The first part of Bengur’s two-phase plan calls for moving all American troops from the field to established military bases in Iraq over the next six months, where they would continue to assist Iraqi military training and serve as a rapid reaction force.
In the second phase, slated to end in the second half of 2007, all American troops would leave Iraq — although some would remain at established military bases in neighboring countries “in case things become very conflicted and difficult,” said Dr. Louis Cantori, a former Marine and instructor at the U.S. Air Force Academy and Marine Corps University who advised Bengur on his plan.
Bengur said he also consulted with military and diplomatic experts like the former director of the National Security Agency, Lt. Gen. William Odom, and former Ambassador Morton Abramowitz.
Bengur, whose son, Capt. Noah Bengur, is a jet pilot stationed in Iraq, said he started working on an exit plan about three weeks ago, before Murtha’s statement, after he kept hearing “the same thing” in his door-to-door campaign: Voters want a specific strategy for leaving Iraq.
Bengur’s Democratic rivals in the 3rd District race agree.

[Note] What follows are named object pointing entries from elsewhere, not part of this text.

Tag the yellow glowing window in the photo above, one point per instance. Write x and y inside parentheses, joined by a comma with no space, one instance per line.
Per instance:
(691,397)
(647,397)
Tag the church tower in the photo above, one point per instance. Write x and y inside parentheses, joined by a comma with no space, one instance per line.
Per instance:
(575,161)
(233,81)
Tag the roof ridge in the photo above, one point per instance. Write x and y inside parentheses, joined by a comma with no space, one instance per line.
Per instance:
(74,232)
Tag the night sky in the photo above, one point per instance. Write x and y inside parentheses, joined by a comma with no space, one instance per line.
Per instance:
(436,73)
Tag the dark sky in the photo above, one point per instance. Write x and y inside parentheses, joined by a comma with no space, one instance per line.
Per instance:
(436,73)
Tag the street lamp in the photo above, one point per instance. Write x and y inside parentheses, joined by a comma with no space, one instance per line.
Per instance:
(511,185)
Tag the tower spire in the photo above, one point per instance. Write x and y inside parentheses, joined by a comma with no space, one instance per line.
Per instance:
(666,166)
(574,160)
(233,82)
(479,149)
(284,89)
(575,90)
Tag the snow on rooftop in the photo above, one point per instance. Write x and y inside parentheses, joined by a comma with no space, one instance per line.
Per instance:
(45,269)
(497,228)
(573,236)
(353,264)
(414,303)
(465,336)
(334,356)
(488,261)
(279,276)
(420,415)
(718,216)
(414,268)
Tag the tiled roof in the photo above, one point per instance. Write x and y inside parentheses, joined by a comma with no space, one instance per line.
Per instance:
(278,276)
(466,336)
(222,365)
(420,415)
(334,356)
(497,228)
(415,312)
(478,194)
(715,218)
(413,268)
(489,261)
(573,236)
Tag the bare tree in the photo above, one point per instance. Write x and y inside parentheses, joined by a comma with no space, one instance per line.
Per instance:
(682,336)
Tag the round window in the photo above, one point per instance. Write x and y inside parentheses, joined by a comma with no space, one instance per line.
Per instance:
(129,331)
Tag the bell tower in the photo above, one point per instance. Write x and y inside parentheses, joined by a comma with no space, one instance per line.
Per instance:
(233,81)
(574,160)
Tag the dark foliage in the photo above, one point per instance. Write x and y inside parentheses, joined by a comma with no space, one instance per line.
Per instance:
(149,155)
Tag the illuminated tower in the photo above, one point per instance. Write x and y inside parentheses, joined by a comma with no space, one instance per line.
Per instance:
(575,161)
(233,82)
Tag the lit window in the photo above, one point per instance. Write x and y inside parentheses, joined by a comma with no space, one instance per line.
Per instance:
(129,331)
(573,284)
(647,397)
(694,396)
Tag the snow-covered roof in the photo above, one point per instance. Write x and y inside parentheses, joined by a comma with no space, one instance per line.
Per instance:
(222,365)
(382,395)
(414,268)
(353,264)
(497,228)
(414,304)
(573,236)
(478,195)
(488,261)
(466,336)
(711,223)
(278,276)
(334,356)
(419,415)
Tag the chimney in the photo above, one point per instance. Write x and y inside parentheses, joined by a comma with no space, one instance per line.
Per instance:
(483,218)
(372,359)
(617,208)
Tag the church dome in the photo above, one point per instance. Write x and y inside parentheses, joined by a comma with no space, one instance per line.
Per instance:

“I don’t know anybody in the 3rd Congressional District who’s for keeping our troops there, to stay the course,” said state Sen. Paula Hollinger, D-Baltimore County.
Public approval of the war has steadily declined since the United States invaded Iraq in March 2003. By this October, nearly six of 10 Americans said U.S. troops should leave Iraq immediately, according to CBS polls. Only 25 percent of Marylanders approve of the war, according to an October poll by Gonzales Research and Marketing Strategies.
Hollinger and Dr. Peter Beilenson, the former Baltimore health commissioner, emphasized their own opposition to the war and their support for a gradual troop withdrawal. They had not yet read Bengur’s plan.
Beilenson said he’s been advocating since July his own two-part plan that includes a 12-month withdrawal period from Iraq and a sustained focus on veterans’ benefits at home. He agreed with Bengur that leaving Iraq would encourage Iraqis to address their own needs and would remove American troops as a pretext for terrorist activity.
“Our presence has been the main thing fomenting the insurgency,” Beilenson said.
Kevin O’Keeffe, former senior aide to Anne Arundel County Executive Janet Owens and another Democrat in the 3rd District race, could not be reached for comment.
Bengur’s plan assumes that announcing a date for American withdrawal would make all parties in Iraq direct their concerns toward each other and not toward the Americans, Cantori said.
“If our objective was to see if WMDs were there, if our objective was to remove Saddam Hussein, we’ve achieved that objective,” Bengur said.
John Sarbanes, the senator’s son who is also running against Bengur, wouldn’t say if he’d offer his own plan for Iraq but offered grudging approval of Bengur’s stand.
“I would say, just generally, that it’s a very positive development that people can now have a very meaningful discussion of the prospect of how and when to leave Iraq without their patriotism being questioned,” Sarbanes said.
“I think the administration has recognized that they can’t keep that debate and that discussion in a box anymore.”